Is my new code (including a change in the way the for loop is built) but it returns something confusing.
I have var starting at 0 as I have read this is the first entry?
But on the last echo command I get more entries than varA implies I should be getting. ie if there's 3 addresses var seems to have these 3 addressed stored multiple times and in strange orders.

Here's an example if I run the script of the output of echo var:

Code:

2C:B0:5D:CC:98:26 00:01:E3:E8:D6:88 2C:B0:5D:CC:98:26 00:22:3F:32:9C:52 00:22:3F:32:9C:52 00:01:E3:E8:D6:88

when I thought it should only return 3 addresses for this case?

grail · 08-12-2012, 08:50 AM

I was wondering if you could show the output of your 'iwlist scan' as this seems to be a bit excessive (number of steps and some redundancy of repeated tasks, ie sed and grep)?

In answer to your question, have a think about what you have asked of sed? ie.

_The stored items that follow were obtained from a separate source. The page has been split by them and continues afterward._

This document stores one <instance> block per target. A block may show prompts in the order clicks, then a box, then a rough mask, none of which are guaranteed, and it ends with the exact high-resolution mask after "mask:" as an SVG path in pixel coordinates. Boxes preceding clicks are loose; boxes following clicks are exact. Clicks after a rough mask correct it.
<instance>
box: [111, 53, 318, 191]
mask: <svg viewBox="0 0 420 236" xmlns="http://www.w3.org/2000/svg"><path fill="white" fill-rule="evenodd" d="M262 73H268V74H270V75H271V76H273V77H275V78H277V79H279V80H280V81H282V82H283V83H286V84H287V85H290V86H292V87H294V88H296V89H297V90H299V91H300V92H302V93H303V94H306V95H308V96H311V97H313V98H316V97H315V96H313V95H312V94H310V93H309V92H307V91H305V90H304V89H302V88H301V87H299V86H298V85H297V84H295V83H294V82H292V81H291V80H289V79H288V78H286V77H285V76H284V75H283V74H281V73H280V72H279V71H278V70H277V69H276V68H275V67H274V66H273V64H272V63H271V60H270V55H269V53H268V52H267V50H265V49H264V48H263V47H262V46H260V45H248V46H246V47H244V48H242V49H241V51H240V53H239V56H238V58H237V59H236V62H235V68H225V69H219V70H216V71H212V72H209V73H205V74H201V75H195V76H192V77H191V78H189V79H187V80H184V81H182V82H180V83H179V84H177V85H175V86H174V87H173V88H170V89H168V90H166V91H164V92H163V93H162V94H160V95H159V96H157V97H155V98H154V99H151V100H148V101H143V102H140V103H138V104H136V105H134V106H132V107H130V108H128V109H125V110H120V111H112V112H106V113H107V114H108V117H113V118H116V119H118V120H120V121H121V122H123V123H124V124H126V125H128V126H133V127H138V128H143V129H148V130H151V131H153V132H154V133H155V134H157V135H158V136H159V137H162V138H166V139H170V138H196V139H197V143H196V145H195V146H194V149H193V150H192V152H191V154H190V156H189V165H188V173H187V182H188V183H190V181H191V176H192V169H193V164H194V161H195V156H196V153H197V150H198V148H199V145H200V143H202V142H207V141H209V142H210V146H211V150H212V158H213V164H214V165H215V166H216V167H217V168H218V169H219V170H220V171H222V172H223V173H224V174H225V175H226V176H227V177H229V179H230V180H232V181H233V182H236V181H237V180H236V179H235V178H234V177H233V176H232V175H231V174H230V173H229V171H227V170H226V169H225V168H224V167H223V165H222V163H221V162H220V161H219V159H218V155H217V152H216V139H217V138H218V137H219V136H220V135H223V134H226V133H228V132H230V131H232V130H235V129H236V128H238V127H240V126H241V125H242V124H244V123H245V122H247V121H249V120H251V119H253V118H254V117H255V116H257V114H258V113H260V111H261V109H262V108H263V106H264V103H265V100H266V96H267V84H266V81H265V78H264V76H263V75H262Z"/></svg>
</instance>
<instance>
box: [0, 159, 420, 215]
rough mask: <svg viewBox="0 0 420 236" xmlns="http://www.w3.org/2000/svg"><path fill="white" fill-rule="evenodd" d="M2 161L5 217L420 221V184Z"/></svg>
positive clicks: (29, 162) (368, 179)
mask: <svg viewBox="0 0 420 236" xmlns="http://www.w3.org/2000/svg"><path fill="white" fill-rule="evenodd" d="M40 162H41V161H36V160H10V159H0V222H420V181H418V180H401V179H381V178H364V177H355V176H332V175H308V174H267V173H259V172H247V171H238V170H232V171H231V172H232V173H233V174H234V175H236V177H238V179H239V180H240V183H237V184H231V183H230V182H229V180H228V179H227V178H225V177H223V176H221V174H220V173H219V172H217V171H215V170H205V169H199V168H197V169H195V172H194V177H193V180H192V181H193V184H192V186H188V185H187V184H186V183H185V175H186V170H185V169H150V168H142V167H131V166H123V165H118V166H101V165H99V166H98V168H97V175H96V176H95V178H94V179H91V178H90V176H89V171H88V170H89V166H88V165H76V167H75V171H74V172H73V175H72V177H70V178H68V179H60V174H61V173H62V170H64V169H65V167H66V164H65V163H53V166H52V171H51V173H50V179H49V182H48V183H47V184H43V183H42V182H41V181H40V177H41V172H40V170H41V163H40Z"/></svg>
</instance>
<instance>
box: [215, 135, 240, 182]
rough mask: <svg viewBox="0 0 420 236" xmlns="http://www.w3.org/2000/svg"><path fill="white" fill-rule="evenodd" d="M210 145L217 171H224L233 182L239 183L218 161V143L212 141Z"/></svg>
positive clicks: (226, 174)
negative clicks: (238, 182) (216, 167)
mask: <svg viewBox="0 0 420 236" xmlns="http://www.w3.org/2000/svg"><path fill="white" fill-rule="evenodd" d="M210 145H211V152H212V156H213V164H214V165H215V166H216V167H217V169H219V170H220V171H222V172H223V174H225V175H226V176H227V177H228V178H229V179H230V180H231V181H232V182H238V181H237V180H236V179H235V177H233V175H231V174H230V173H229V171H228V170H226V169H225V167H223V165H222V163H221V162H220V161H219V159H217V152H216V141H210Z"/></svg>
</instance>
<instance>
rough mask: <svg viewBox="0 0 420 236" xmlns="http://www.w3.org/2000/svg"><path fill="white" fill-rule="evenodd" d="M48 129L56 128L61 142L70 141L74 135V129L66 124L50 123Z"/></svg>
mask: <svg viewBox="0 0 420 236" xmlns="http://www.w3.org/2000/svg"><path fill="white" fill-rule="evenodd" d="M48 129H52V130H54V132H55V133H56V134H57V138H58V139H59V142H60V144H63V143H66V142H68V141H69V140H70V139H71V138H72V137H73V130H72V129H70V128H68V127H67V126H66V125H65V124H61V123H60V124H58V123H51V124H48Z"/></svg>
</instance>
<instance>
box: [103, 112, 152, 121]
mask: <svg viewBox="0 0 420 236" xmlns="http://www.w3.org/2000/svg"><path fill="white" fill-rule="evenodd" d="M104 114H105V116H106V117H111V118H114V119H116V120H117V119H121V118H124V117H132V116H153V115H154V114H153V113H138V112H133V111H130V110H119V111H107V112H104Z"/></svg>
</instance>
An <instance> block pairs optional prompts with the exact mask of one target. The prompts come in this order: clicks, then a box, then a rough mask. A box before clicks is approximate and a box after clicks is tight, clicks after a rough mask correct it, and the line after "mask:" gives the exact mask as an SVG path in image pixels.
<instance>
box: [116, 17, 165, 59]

On the first run when i = 1, you tell sed to find and print all lines that contain a '1'.
So if you extrapolate this into what would be presented each time (btw this is a simple grep when you look at it), you can see that there may be more lines with a 1, 2 or 3 on them so multiple returns.

Sunvic · 08-12-2012, 09:08 AM

Oh I see what you mean about the command i've given sed and it makes perfect sense, clearly I was under the impression that using -n -e searched for the specific line number given and this is not true.

altered the line to read:

Code:

var[$i]=$(awk "NR==$i" ~/Desktop/coutput1 | cut -c 30-46)

which seems to have sorted out my problem.

Thanks for your help

pixellany · 08-12-2012, 10:21 AM

-n means do not print by default
-e means use extended regexes

SED tutorial here:
http://www.grymoire.com/Unix/Sed.html

grail · 08-12-2012, 11:03 AM

The sed would work just as well:

Code:

sed -n "$i p" ~/Desktop/coutput1